We ask to have the amicus records returned to us raw, because we might presumably branch off from our output function to a special handler for raw GRS-1 records. (Although in the case of the National Library of Canada GRS-1 records, our GRS-1 handler in Net::Z3950::AsyncZ:Records works fine.)

[7]

Because of our special treatment of amicus records, we set a log to catch any error messages. In the case of logs, the log setting in the AsyncZ constructor will apply to all servers unless a log is specifically set for it in it a server's _params object. The rationale for this is that you probably would want one log file to cover all servers, except in special circumstances.

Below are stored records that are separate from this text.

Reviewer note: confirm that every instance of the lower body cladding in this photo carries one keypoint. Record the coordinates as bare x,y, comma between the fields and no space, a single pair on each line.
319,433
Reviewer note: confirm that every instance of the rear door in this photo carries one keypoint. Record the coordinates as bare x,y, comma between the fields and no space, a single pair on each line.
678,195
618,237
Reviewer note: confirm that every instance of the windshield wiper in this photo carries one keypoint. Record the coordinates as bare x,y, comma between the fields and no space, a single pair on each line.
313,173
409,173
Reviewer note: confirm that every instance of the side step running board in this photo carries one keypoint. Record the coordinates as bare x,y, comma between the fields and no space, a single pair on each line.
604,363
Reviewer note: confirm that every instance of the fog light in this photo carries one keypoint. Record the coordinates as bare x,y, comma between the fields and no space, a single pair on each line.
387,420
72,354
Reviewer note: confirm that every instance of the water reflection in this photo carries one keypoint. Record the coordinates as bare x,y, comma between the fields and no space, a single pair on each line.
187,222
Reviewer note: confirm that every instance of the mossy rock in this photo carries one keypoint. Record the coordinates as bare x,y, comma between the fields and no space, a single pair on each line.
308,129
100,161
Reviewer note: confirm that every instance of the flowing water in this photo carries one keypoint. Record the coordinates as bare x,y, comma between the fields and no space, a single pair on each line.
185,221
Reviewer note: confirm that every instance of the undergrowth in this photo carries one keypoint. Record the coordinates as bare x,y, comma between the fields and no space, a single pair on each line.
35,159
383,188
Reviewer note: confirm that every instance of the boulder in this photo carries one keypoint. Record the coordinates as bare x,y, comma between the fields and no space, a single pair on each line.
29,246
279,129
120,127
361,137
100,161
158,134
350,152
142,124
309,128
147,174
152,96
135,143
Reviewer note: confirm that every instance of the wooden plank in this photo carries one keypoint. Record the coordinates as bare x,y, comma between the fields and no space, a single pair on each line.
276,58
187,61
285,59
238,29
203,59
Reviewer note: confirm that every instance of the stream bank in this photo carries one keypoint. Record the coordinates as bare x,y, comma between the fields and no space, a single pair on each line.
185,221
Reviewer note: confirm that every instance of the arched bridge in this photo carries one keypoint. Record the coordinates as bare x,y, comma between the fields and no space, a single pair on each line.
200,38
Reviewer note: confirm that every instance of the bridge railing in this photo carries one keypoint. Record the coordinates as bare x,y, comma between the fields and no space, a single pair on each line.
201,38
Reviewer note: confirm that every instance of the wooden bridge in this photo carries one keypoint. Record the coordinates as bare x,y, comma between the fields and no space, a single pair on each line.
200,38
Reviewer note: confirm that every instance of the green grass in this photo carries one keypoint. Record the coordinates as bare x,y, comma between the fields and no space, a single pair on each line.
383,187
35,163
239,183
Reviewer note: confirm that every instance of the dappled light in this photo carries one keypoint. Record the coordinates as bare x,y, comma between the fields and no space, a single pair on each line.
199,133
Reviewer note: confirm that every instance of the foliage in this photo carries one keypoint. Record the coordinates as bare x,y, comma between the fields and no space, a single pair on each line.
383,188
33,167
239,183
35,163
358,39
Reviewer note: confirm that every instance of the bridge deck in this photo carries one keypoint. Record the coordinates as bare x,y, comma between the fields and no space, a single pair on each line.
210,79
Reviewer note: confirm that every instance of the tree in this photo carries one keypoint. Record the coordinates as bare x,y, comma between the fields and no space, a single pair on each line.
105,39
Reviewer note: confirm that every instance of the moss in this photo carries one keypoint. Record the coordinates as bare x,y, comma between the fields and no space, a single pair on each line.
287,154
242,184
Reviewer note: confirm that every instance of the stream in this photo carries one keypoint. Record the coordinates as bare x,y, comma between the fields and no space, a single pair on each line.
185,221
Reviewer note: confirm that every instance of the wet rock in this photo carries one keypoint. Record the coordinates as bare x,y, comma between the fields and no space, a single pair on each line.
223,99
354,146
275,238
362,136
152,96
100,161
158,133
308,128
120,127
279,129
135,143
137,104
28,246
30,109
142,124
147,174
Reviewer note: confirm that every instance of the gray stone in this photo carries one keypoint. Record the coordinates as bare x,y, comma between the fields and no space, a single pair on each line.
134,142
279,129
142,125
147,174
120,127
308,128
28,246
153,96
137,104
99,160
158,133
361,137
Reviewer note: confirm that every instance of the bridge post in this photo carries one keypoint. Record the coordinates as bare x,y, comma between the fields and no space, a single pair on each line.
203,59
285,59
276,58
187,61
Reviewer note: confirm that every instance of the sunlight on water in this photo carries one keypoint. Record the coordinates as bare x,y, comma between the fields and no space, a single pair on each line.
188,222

In the present case, only amicus will get a log; all the other servers will be governed by log=>suppressErrors() in the AsyncZ constructor.

[8]

Since amicus doesn't always respond, let's get some raw output from another server, just for demonstration purposes: $server[1] is bison.

[9]

I undef z3950.loc.gov, Library of Congress. This means that the Library of Congress record output will be govenred by the AsyncZ constructor and a default _params object which will be created for it.

[10]

Set the query for any servers which don't have a query set in its <_params>.

[11]

Suppress error logs for all servers which don't ask for error logs in their _params objects.

[12]

Set options=>\@options

[13]

Fetch 2 records for any server which does not have a _params object--in this case z3950.loc.gov, Library of Congress.

raw.pl ^

raw.pl illustrates how to access raw records which have not been filtered through Net::Z3950::Record::render().

   use Net::Z3950::AsyncZ qw(:header :errors asyncZOptions prep_Raw get_ZRawRec);  # [1]
   use Net::Z3950::AsyncZ::Errors qw(suppressErrors);           
   my @servers = (

                ['bison.umanitoba.ca', 210, 'MARION'],
                [ 'z3950.loc.gov', 7090, 'Voyager' ],
                [ 'jasper.acadiau.ca', 2200, 'UNICORN']
          );

   
  my @options = (               
   asyncZOptions (raw=>1,num_to_fetch=>3, render=>0), #[2]
   asyncZOptions (raw=>1,num_to_fetch=>3, render=>0),
   asyncZOptions (raw=>1,num_to_fetch=>3, render=>0),
  );

          my $query = '  @attr 1=1003  "James Joyce" ';  
          my $asyncZ =
            Net::Z3950::AsyncZ->new(servers=>\@servers,query=>$query,cb=>\&output,
                           monitor=>45, 
                           maxpipes=>2,    
                           log=>suppressErrors(),
                           options => \@options,            
                );  
          
          exit;
        
          #------END MAIN------#  



          sub output {
           my($index, $array) = @_;
           my $count=0;
           return if noZ_Response($array=>[0]); #[3]
           my $recs = prep_Raw($array);         #[4] 

           while(($rec = get_ZRawRec($recs))) { #[5]
             my $outfile = "> raw_${index}_$count";  #[6]
             open OUTFILE, $outfile;
             print OUTFILE $rec;
             close OUTFILE;
             $count++;
           }
          }
[1]

Import functions from AsyncZ which are needed for error handling, reading headers, and handling unfiltered raw records

[2]

Create _params objects for each of the servers: set raw to true and render to false.

[3]

Check to make sure there has been a response: no reponse headers will always consist of an array with one element.

[4]

Prepare the unfiltered records by passing them to prep_Raw(). This subroutine strips the headers from all the records in the current group, creates a single string from the array, and sets markers between each record.

[5]

Fetch one record at a time--get_ZRawRec()is a "get_next" type function, starting with the first record.

[6]

For this example, we'll write each record to a file: so we create a file name for each record as it is fetched and write the output to the file.

MARC_HTML.pl ^

This script demonstrates a number of things having to do with handling of HTML and MARC records. In addition, it gives an example of the use of the option Z3950_options of the _params object.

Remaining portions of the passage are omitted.